Plans to save households around £50 on their annual bills have been put in jeopardy after the competition watchdog said that water networks needed more money to invest in their infrastructure.
The Competition and Markets Authority (CMA) found that Ofwat had been too strict on how much water companies could invest in resilience and reducing water leaks, and decided to put more money in the pockets of shareholders.
It was reviewing Ofwat’s decision on the request of four water networks – Anglian, Bristol, Northumbrian and Yorkshire.
But consumer champion Citizens Advice accused the CMA of bowing to pressure from the industry.
“We’re disappointed the CMA’s initial findings are not recommending a better deal for customers – particularly at a time when so many people are struggling financially,” its chief executive Gillian Guy said.
Researchers from the group claim that customers have paid over the odds for their energy, water, broadband and telephone networks to the tune of £24.1 billion over the last 15 years.
It claimed Ofwat could tighten water bosses’ belts even further.
Ofwat said that 13 of the UK’s 17 water networks had accepted its findings.
But the four that appealed to the CMA said that Ofwat had not given them enough funding to improve resilience, did not allow investors a “reasonable level” of return, and increased the risk to the companies.
The CMA said its findings would still save customers money, and companies will still need to tighten their belts, just less so.
“While we came to similar decisions as Ofwat on many issues, we think the water companies need to be provided with more revenue to secure continued investment in the sector,” said Kip Meek, who chaired the CMA’s inquiry panel.

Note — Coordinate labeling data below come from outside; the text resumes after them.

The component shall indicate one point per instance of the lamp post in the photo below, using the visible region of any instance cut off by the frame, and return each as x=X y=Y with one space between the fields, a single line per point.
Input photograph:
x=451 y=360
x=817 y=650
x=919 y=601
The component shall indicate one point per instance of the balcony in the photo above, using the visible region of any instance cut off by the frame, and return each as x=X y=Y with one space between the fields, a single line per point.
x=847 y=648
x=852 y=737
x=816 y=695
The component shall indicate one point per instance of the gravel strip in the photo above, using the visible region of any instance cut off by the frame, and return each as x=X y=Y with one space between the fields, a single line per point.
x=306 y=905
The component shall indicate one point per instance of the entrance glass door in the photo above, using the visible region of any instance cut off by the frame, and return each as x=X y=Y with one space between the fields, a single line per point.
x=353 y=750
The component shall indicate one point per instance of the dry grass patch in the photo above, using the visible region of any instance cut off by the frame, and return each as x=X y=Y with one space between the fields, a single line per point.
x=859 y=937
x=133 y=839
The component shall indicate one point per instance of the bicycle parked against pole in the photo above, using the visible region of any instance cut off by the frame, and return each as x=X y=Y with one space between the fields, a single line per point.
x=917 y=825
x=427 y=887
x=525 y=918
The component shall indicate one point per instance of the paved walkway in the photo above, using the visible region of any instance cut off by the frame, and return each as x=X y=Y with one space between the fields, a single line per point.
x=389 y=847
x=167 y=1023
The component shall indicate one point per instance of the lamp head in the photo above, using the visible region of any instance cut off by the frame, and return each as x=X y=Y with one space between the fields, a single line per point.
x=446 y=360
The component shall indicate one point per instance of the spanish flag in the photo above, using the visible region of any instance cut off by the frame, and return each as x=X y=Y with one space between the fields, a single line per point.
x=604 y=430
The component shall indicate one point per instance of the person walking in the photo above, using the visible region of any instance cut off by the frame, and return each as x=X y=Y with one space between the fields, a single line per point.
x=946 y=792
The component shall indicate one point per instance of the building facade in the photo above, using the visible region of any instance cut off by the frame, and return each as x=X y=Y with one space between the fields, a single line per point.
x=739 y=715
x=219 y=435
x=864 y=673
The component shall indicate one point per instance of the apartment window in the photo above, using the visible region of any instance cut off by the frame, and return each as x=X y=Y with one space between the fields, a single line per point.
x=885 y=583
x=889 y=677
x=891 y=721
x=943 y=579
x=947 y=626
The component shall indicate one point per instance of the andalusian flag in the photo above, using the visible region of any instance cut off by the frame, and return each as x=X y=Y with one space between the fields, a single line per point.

Ofwat said it has “respect” for the CMA and will examine the regulator’s analysis before submitting more evidence before a December deadline.
Its chief executive Rachel Fletcher said: “We wanted this price review to be demanding, making companies more efficient, improving their performance for customers, and closing off easy returns for investors.
“Our aim is for companies to give everyone the high quality and resilient services they deserve, while looking after the natural world and keeping bills affordable.
“To support companies in making this transformation, we have sanctioned customer funding of more than £50 billion over the next five years.
“Nonetheless, our final determinations demanded a step change from the sector, so it is unsurprising that four companies considered the challenge uncomfortable.”
Yorkshire Water boss Liz Barber said she was keen on “ensuring that the cost of vital infrastructure investment was not pushed on to future generations”.
The news also helped push up shares in National Grid and SSE. Energy networks are facing a similar battle with their regulator, and several have indicated they might appeal against Ofgem’s final decision to the CMA.